Cabochard

Development
- Designer: André Bénéteau
- Location: France
- Year: 1974
- Builder: Beneteau
- Role: Cruiser
- Name: Cabochard

Boat
- Displacement: 772 lb (350 kg)
- Draft: 1.80 ft (0.55 m)

Hull
- Type: monohull
- Construction: glassfibre
- LOA: 13.29 ft (4.05 m)
- Beam: 5.97 ft (1.82 m)
- Engine: outboard motor

Hull appendages
- Keel: Long keel
- Ballast: 231 lb (105 kg)
- Rudder: Transom-mounted rudder

Rig
- Rig type: Bermuda rig

Sails
- Sailplan: Fractional rigged sloop
- Total sail area: 102.00 sq ft (9.476 m^{2})

= Beneteau Cabochard =

Sailboat class

The Beneteau Cabochard is recreational keelboat first built in 1974 by Beneteau in France. It is now out of production.

==Design==
Designed by André Bénéteau the glassfibre hull has a slightly raked stem, an angled transom, a transom-hung rudder controlled by a tiller and a fixed long keel. It displaces 772 lb and carries 231 lb of ballast.

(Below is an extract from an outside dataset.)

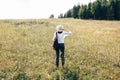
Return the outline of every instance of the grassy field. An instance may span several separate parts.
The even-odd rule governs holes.
[[[65,69],[55,70],[58,24],[73,34]],[[0,20],[0,80],[120,80],[120,21]]]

The boat has a draft of 1.80 ft with the standard keel and is normally fitted with a small outboard motor for docking and maneuvering. It has sleeping accommodation for two people, with two berths in the cabin.
It has a fractional sloop rig, with aluminium spars with stainless steel wire standing rigging.